A crise dos afetos acontece quando somos expulsos desse exercício com a linguagem, quando não conseguimos experimentar o que é comum nem comunicar o que se passa conosco. A crise da palavra é a crise do desencontro entre palavra e experiência, crise da comunicação de vivências em espaços comuns, crise da capacidade de inventar novos significados. Por isso, buscar palavras que permitam expressar experiências é de vital importância para cuidarmos e promovermos saúde. Esta é a história de alguns, mas que fala de tantos. Ao escutá-las adentremos um campo de encontro das nossas humanidades.
Esta é a história de uma brecha que se abre no campo da medicina para pensarmos saúde, um espaço de oportunidade. Honrar este momento é cuidar desta brecha para aprender e transformar.

CARLA VERGARA
A abertura de minha escuta para este projeto se deu justamente para perceber as tais brechas que se abrem quando algo tão violento invade a vida. A violência que invade a vida também pode produz vida, pois desarticula elementos que eram circuitos fechados nos modos de estar no mundo. Aconteceu com os médicos, que se reinventaram em muitas direções para cuidar da vida.

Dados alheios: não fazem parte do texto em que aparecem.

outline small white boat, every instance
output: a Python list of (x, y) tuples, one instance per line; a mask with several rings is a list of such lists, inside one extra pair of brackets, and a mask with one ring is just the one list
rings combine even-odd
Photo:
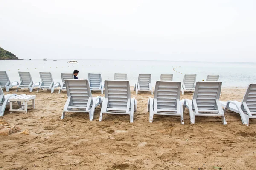
[(75, 60), (69, 61), (67, 62), (69, 63), (78, 63), (77, 61)]

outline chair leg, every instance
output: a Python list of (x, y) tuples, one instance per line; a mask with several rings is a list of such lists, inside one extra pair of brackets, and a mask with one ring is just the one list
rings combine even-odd
[(247, 122), (247, 125), (249, 126), (249, 119), (250, 117), (248, 116), (248, 115), (244, 115), (245, 116), (245, 119), (246, 119), (246, 122)]
[[(192, 116), (190, 116), (190, 123), (192, 124), (195, 124), (195, 115), (194, 113), (189, 113), (189, 114), (193, 114)], [(191, 117), (192, 117), (192, 119), (191, 119)]]
[(61, 119), (64, 119), (64, 117), (65, 117), (65, 113), (66, 113), (66, 112), (64, 112), (64, 111), (62, 112), (62, 115), (61, 115)]
[(223, 125), (227, 125), (227, 122), (226, 122), (226, 119), (225, 119), (224, 116), (221, 116), (221, 119), (222, 119), (222, 123)]
[(153, 116), (154, 116), (154, 113), (152, 112), (149, 112), (149, 123), (153, 122)]
[(184, 104), (183, 105), (183, 113), (185, 112), (185, 109), (186, 109), (186, 102), (185, 101), (184, 101)]
[(99, 121), (100, 122), (102, 120), (102, 116), (103, 116), (103, 113), (102, 113), (102, 110), (100, 111), (100, 114), (99, 115)]
[(93, 120), (93, 116), (94, 115), (94, 108), (92, 108), (89, 111), (89, 119), (90, 121)]
[[(133, 111), (131, 110), (131, 112)], [(130, 123), (133, 123), (133, 115), (132, 114), (130, 114)]]

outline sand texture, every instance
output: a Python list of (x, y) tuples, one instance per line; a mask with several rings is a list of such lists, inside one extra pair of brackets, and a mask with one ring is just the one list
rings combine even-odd
[[(221, 100), (241, 101), (245, 90), (223, 89)], [(3, 118), (23, 133), (0, 136), (0, 169), (256, 169), (256, 120), (243, 125), (239, 115), (229, 111), (227, 125), (220, 116), (196, 117), (191, 125), (186, 109), (185, 125), (179, 116), (155, 115), (150, 123), (147, 102), (153, 95), (133, 91), (133, 123), (128, 115), (105, 114), (99, 122), (99, 106), (93, 121), (84, 113), (67, 113), (61, 119), (66, 91), (5, 91), (36, 95), (36, 109), (10, 114), (7, 107)], [(181, 98), (192, 96), (185, 93)]]

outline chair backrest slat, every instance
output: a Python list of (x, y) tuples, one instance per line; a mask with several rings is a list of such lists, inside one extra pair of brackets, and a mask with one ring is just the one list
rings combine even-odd
[(99, 87), (100, 83), (102, 82), (101, 74), (100, 73), (89, 73), (89, 82), (90, 82), (90, 86), (92, 88)]
[(151, 74), (139, 74), (138, 83), (140, 84), (140, 88), (149, 88), (149, 83), (151, 83)]
[(10, 80), (6, 72), (0, 71), (0, 85), (4, 87), (8, 82), (9, 83)]
[(157, 81), (154, 98), (157, 99), (157, 109), (177, 109), (181, 87), (181, 82)]
[(185, 74), (184, 76), (183, 84), (186, 88), (194, 88), (196, 80), (196, 74)]
[[(256, 112), (256, 84), (249, 85), (242, 101), (246, 103), (250, 112)], [(243, 105), (241, 108), (243, 111), (245, 111)]]
[(208, 75), (206, 78), (207, 82), (218, 82), (218, 81), (219, 75)]
[(128, 99), (131, 98), (128, 81), (105, 81), (105, 97), (108, 98), (108, 107), (125, 108)]
[(52, 74), (50, 72), (39, 72), (41, 81), (42, 82), (42, 86), (50, 87), (52, 82), (53, 82), (53, 79)]
[(86, 107), (92, 94), (88, 80), (65, 79), (67, 96), (71, 97), (70, 106)]
[(193, 99), (195, 99), (198, 110), (216, 109), (216, 100), (219, 99), (222, 82), (198, 82)]
[(126, 73), (115, 73), (115, 80), (127, 80)]
[(173, 74), (161, 74), (160, 81), (172, 82), (173, 78)]
[(33, 84), (33, 80), (29, 72), (19, 72), (19, 75), (20, 81), (22, 81), (21, 85), (29, 86), (30, 83), (32, 82)]

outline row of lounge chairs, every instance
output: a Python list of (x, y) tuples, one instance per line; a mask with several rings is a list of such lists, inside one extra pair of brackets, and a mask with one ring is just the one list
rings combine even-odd
[[(50, 90), (52, 93), (54, 89), (60, 87), (59, 93), (62, 90), (66, 89), (65, 79), (74, 79), (74, 75), (72, 73), (61, 73), (62, 82), (54, 83), (52, 74), (50, 72), (39, 72), (41, 82), (34, 82), (32, 77), (29, 72), (19, 72), (19, 76), (20, 79), (20, 82), (17, 81), (11, 82), (7, 73), (6, 71), (0, 71), (0, 85), (5, 88), (6, 91), (9, 91), (10, 88), (17, 86), (16, 91), (19, 88), (28, 88), (29, 91), (32, 92), (34, 87), (38, 87), (37, 92), (40, 89), (46, 89)], [(172, 74), (161, 74), (160, 80), (166, 81), (172, 81)], [(219, 76), (208, 75), (206, 81), (218, 81)], [(103, 93), (104, 83), (102, 80), (100, 74), (89, 73), (88, 74), (89, 83), (91, 90), (100, 90), (102, 94)], [(115, 73), (115, 80), (127, 80), (127, 74)], [(196, 74), (185, 74), (184, 76), (183, 83), (180, 89), (182, 94), (185, 91), (192, 91), (195, 86)], [(136, 94), (138, 91), (151, 91), (153, 94), (153, 88), (151, 84), (151, 74), (140, 74), (138, 78), (138, 82), (134, 85), (134, 91)]]
[[(61, 119), (64, 118), (67, 112), (88, 112), (90, 120), (93, 120), (94, 108), (99, 105), (101, 106), (99, 121), (102, 120), (103, 114), (107, 113), (128, 114), (130, 122), (133, 122), (137, 101), (131, 97), (129, 81), (106, 80), (105, 97), (93, 98), (87, 80), (65, 81), (68, 98)], [(195, 123), (196, 116), (221, 116), (223, 124), (226, 125), (224, 113), (227, 109), (230, 109), (239, 113), (243, 124), (248, 125), (250, 118), (256, 118), (256, 84), (249, 85), (242, 103), (220, 102), (221, 85), (221, 82), (198, 82), (192, 99), (181, 100), (181, 82), (157, 81), (154, 97), (148, 101), (149, 122), (152, 122), (154, 115), (179, 116), (183, 124), (183, 113), (186, 107), (192, 124)]]
[[(103, 114), (121, 114), (129, 115), (130, 122), (133, 122), (137, 102), (131, 97), (129, 81), (105, 81), (105, 97), (93, 97), (87, 80), (65, 79), (65, 84), (68, 99), (61, 119), (66, 112), (87, 112), (92, 121), (95, 108), (100, 105), (99, 121)], [(198, 82), (192, 99), (180, 100), (181, 82), (157, 81), (154, 97), (148, 101), (150, 122), (153, 122), (154, 115), (158, 114), (180, 116), (184, 124), (183, 113), (186, 107), (192, 124), (196, 116), (221, 116), (223, 124), (227, 124), (224, 113), (229, 109), (239, 114), (242, 123), (248, 125), (249, 119), (256, 118), (256, 84), (249, 85), (241, 102), (220, 101), (221, 85), (221, 82)], [(9, 98), (16, 94), (4, 95), (0, 88), (0, 116), (3, 116)]]

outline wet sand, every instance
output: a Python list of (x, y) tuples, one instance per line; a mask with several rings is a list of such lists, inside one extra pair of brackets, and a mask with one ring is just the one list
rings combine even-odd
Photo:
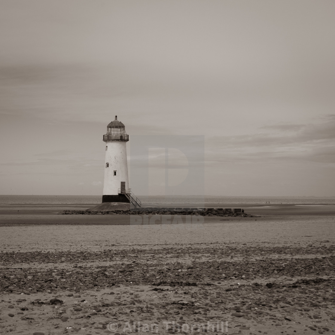
[(0, 207), (0, 333), (335, 330), (334, 206), (221, 205), (262, 216), (176, 224), (55, 214), (90, 206)]

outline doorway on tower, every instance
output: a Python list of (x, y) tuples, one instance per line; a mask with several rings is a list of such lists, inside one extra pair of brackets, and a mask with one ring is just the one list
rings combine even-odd
[(126, 193), (126, 182), (121, 182), (121, 190), (120, 193), (122, 194), (124, 194)]

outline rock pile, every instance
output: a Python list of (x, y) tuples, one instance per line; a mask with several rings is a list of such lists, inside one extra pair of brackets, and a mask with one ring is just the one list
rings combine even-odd
[(94, 210), (88, 209), (85, 210), (66, 210), (59, 213), (62, 214), (82, 214), (131, 215), (199, 215), (203, 216), (240, 216), (245, 217), (248, 216), (246, 213), (242, 211), (240, 208), (134, 208), (130, 210)]

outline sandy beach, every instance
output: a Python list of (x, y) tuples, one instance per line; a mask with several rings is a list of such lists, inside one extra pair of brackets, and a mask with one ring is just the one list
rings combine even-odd
[(261, 216), (176, 224), (56, 214), (89, 206), (0, 207), (0, 333), (335, 330), (333, 206), (223, 204)]

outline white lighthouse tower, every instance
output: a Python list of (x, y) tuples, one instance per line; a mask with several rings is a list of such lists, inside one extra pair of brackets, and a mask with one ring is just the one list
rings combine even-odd
[(103, 202), (130, 202), (126, 143), (129, 140), (125, 125), (117, 117), (107, 126)]

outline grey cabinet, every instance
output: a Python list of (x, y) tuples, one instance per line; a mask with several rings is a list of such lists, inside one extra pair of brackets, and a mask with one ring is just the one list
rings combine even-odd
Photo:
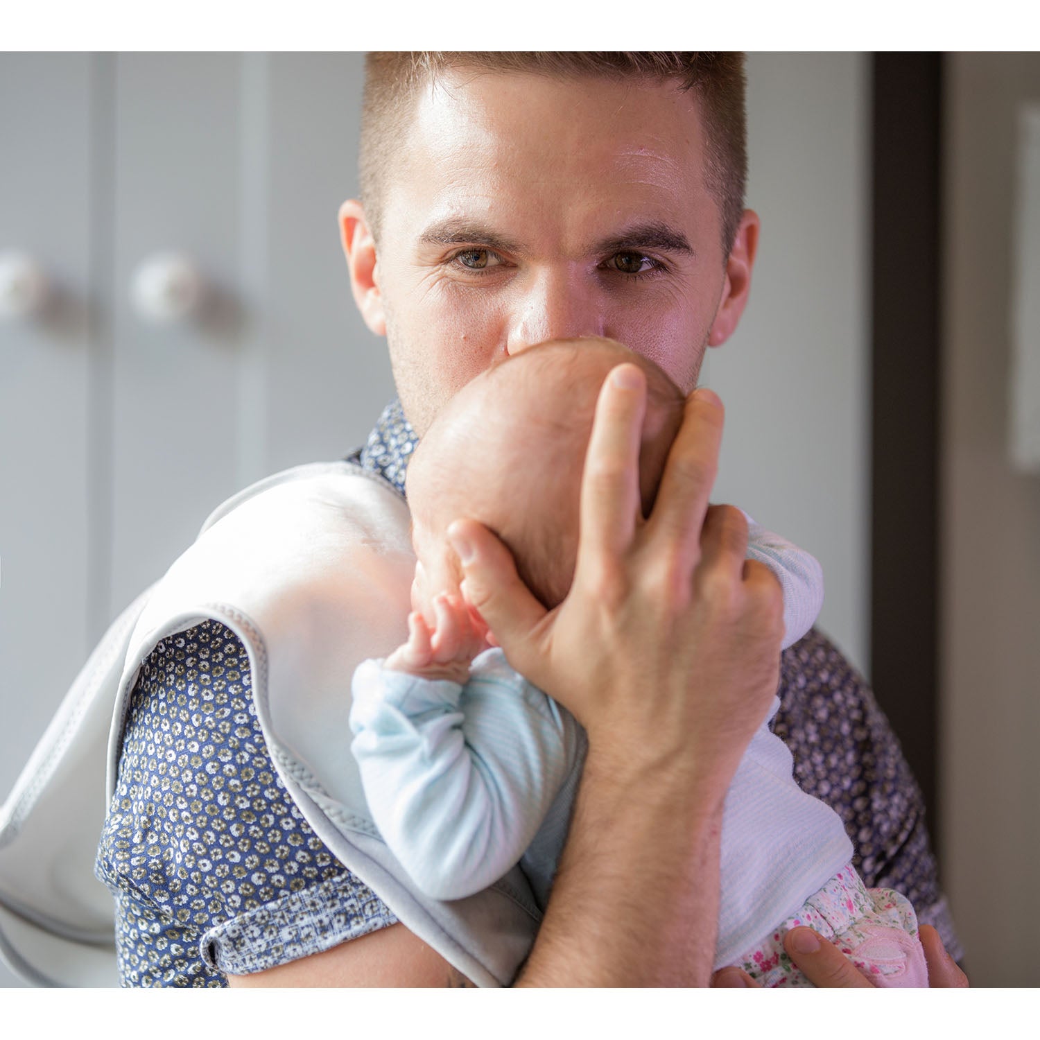
[[(0, 320), (0, 797), (108, 622), (207, 513), (344, 454), (392, 395), (336, 219), (361, 68), (0, 55), (0, 253), (52, 288)], [(150, 323), (134, 278), (171, 250), (207, 294), (191, 320)]]

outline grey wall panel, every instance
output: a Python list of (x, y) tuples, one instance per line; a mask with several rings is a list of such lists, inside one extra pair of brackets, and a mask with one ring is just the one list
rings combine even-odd
[(0, 55), (0, 252), (56, 289), (0, 323), (0, 799), (88, 650), (89, 90), (86, 55)]
[[(110, 615), (238, 486), (252, 334), (239, 298), (241, 93), (238, 55), (118, 57)], [(135, 312), (138, 265), (163, 250), (190, 256), (213, 287), (205, 320), (162, 327)]]
[(869, 659), (869, 84), (863, 54), (748, 57), (751, 301), (705, 382), (726, 405), (714, 500), (823, 564), (821, 627)]
[(941, 862), (972, 982), (1038, 986), (1040, 479), (1007, 432), (1016, 121), (1040, 55), (952, 54), (946, 77)]
[(363, 55), (270, 56), (269, 465), (345, 453), (393, 395), (361, 320), (337, 212), (357, 194)]

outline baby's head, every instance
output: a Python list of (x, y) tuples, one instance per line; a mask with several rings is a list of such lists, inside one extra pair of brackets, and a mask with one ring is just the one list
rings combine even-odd
[(555, 340), (482, 372), (431, 425), (409, 462), (412, 542), (421, 564), (415, 609), (458, 592), (461, 566), (446, 538), (461, 517), (510, 548), (520, 577), (547, 606), (567, 595), (578, 543), (581, 470), (607, 372), (622, 362), (647, 376), (640, 449), (644, 515), (682, 421), (680, 390), (652, 361), (608, 339)]

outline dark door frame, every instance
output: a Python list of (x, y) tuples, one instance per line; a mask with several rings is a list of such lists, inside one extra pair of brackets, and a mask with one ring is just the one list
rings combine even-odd
[(942, 57), (873, 61), (870, 679), (936, 839)]

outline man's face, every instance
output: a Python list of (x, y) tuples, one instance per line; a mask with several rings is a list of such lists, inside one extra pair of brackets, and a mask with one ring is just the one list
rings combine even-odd
[(453, 73), (422, 94), (366, 311), (420, 436), (550, 338), (620, 340), (692, 390), (730, 291), (703, 154), (696, 100), (669, 83)]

Em outra camada de meu desejo, o que me deu a dose extra de coragem para caminhar neste projeto, foi a confiança de que luto é algo a ser trabalhado em níveis mais profundos. Na morte por covid, na morte do meu pai, médico, por covid, uma morte sem enterro, sem o abraço dos amigos, sem horizontes para o fim do caos, no jogo pleno de incerteza e do absurdo, eu senti que precisava ser ativa em criar situações para movimentar os afetos que um trauma paralisa. Nas palavras dos médicos fui acordada em minhas dores, alegrias e toda sorte de experiência.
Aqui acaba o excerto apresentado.